Windows 10 Security Breach, How?

Hi Team

Around 3am this morning I had noticed my computer at the login prompt screen, which it has never done before, so I went to login with my password and it was rejected, I tried a few times without success.

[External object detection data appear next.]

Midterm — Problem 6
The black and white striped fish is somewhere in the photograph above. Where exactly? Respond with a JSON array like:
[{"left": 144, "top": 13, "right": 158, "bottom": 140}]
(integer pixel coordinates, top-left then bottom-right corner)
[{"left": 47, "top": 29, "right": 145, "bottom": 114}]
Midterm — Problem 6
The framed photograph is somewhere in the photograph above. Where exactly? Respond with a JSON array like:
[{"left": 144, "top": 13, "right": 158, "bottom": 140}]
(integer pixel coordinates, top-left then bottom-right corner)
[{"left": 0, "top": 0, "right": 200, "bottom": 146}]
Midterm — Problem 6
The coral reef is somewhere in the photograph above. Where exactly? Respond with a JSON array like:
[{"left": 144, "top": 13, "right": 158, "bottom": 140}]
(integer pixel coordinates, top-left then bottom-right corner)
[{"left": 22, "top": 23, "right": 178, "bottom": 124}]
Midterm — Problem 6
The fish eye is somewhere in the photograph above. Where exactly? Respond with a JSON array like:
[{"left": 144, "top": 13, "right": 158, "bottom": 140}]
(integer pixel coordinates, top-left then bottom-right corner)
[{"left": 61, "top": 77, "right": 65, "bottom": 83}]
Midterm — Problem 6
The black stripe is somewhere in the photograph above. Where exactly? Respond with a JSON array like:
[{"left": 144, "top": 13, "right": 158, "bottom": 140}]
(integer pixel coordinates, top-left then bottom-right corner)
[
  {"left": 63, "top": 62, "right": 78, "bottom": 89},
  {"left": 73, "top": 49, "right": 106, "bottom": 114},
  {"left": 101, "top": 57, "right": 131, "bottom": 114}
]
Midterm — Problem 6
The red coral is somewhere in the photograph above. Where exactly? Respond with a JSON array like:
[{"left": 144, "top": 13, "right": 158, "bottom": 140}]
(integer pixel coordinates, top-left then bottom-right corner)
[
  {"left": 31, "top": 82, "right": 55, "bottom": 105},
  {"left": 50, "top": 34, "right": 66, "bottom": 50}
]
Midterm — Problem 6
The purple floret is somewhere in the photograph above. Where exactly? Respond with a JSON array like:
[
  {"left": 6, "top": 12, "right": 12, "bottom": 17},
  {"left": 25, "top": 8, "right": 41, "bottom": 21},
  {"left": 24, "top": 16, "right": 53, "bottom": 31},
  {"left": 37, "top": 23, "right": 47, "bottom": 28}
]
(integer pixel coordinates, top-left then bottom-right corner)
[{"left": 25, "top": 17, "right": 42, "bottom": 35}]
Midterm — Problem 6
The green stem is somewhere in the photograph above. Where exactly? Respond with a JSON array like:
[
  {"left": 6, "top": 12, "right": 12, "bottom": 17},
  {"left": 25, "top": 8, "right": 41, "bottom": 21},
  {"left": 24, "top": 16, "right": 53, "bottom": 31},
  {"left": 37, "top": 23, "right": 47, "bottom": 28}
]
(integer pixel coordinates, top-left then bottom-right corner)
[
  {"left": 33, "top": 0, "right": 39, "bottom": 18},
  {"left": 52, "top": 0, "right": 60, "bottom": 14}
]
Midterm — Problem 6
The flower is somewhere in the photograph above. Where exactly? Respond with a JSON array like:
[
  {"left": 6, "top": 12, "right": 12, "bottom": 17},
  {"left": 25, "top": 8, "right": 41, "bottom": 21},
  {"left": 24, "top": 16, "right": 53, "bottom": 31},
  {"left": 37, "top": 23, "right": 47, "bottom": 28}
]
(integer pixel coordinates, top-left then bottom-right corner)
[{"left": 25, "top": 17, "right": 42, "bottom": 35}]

Then I noticed someone typing my account name in the password box, yes, I saw the letters being typed and no password masking ********

So I then switched the computer off and rebooted into recovery console and did a Restore point from the other day and restarted and logged in fine, but in the Downloads folder there were 2 files in there downloaded 30 mins ago called AnyDesk.exe and gcapi.dll, I then ran a scan on the system and it found 3 registry entrees and file

Registry Key: 3
Trojan.SmokeLoader.TSK, HKLM\SOFTWARE\MICROSOFT\WINDOWS NT\CURRENTVERSION\SCHEDULE\TASKCACHE\TREE\Firefox Default Browser Agent 7743CA9CB8B798ED, Quarantined, 12828, 1218032, , , , , ,
Trojan.SmokeLoader.TSK, HKLM\SOFTWARE\MICROSOFT\WINDOWS NT\CURRENTVERSION\SCHEDULE\TASKCACHE\TASKS\{5B8F8578-E984-4729-B99B-39363F3C65B8}, Quarantined, 12828, 1218032, , , , , ,
Trojan.SmokeLoader.TSK, HKLM\SOFTWARE\MICROSOFT\WINDOWS NT\CURRENTVERSION\SCHEDULE\TASKCACHE\LOGON\{5B8F8578-E984-4729-B99B-39363F3C65B8}, Quarantined, 12828, 1218032, , , , , ,

File: 1
Trojan.SmokeLoader.TSK, C:\WINDOWS\SYSTEM32\TASKS\Firefox Default Browser Agent 7743CA9CB8B798ED, Quarantined, 12828, 1218032, 1.0.80470, , ame, , E637D6F45411522DB1BD7B3926BFE0F4, 0948A75BFF970254463488A9F69FD91A19165B876D7B7DFD9DC2C554C1516B32

Not sure if it's releated

Can someone explain how this happenned and to stop it happenning again?